Besides other poems about being and knowing and sex, he read two poems that could also be characterized as rants. One for all the people who want to tell him what to wear and how to be so he’ll appear “normal,” that powerfully included the repeated line, “I won’t cover my stumps.” And another, “Tell Aristotle,” inspired by philosophers and thinkers over the centuries who think disabled children are not fully human: “tell them I lived…

Disorderly.
Imperfect.
Tell them all, we thrive.

* * * * *

And then Liz Carr came to the stage. She’s a British actress and comedian (she plays a forensics expert on a TV show there) who was able to make us howl with laughter at her stories of indignities she’s endured as other people try to deal with her disability, as well as what she gets away with because people don’t know how to deal with her disability (including her freedom to reach the Mile High Club because the flight attendants don’t dare question how long she’s been in the bathroom with her partner).

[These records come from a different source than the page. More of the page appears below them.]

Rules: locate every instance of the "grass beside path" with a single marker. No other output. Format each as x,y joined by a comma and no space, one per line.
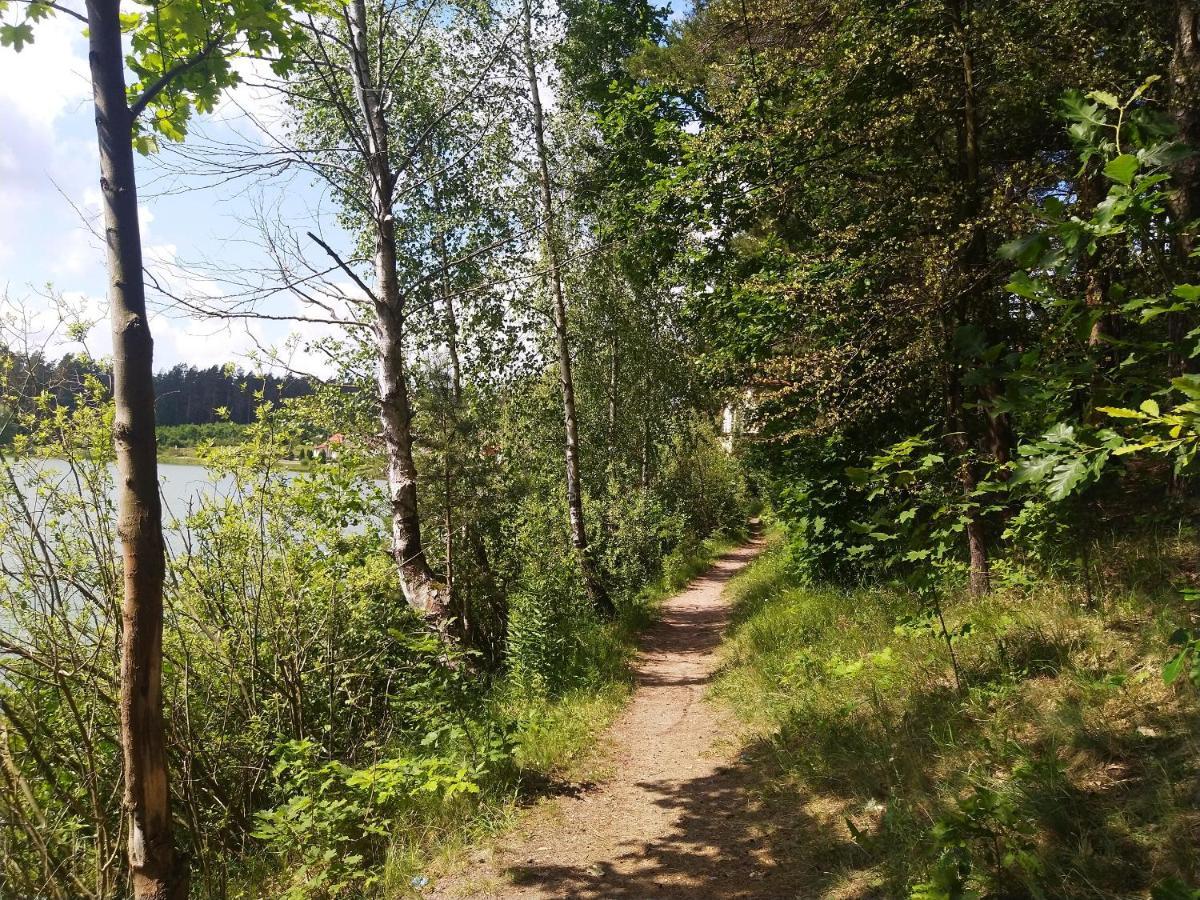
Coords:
556,741
1065,768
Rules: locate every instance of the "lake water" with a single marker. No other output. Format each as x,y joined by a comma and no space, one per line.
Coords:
181,484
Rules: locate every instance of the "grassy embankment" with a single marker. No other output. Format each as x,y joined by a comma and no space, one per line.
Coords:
1063,767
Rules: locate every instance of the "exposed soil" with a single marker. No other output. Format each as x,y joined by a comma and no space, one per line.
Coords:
682,815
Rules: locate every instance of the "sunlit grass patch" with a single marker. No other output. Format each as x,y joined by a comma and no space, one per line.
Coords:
1062,767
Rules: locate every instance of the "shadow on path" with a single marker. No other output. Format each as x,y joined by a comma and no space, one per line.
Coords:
725,838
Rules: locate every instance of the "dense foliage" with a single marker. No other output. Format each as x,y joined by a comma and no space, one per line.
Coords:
918,276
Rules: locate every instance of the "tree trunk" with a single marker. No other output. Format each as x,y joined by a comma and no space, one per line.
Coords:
156,871
421,588
970,309
597,593
1185,201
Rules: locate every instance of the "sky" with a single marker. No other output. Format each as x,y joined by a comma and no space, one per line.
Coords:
49,214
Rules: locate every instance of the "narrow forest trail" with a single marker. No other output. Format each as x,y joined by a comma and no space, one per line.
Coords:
679,815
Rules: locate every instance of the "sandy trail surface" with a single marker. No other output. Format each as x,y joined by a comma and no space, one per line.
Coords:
679,816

She started out with describing her experience at a comedy competition. The building was accessible, but the stage wasn’t, so the organizers came up with the solution of lifting her up to the stage at the beginning of the competition. That worked, but it meant she had to sit there while all the other comedians performed, but

it’s okay. They put a drop sheet over me. It reminded me of Christmas at home.

Somehow, she got us to laugh at the medical interview she was given before they’d let her on the plane to come here: “Do you think you’ll die during the flight?” She lamented how rich people got Disney to take away “the gold card of crippledom”: “We can’t go to first in the queue.” Said rich people were hiring people in wheelchairs to wait in line on their behalf so they could skip ahead of everyone else.

There’s another story that I can’t even begin to describe, just to say that it started with Amsterdam, went to the Anne Frank house, and then wound up with the audience screaming at the punchline, “Schindler’s lift.”

So many of her stories were like this. Her observations about her life and the lives of other folks who are disabled pushed the boundaries of what should be funny, but she made us laugh at them, laugh at our own earnest ridiculousness, laugh at the humanness of her condition and of ours. So she, indeed, had to say, “It’s true. It’s true. It’s still funny.”

It sure was on Friday night. I’m so glad I went.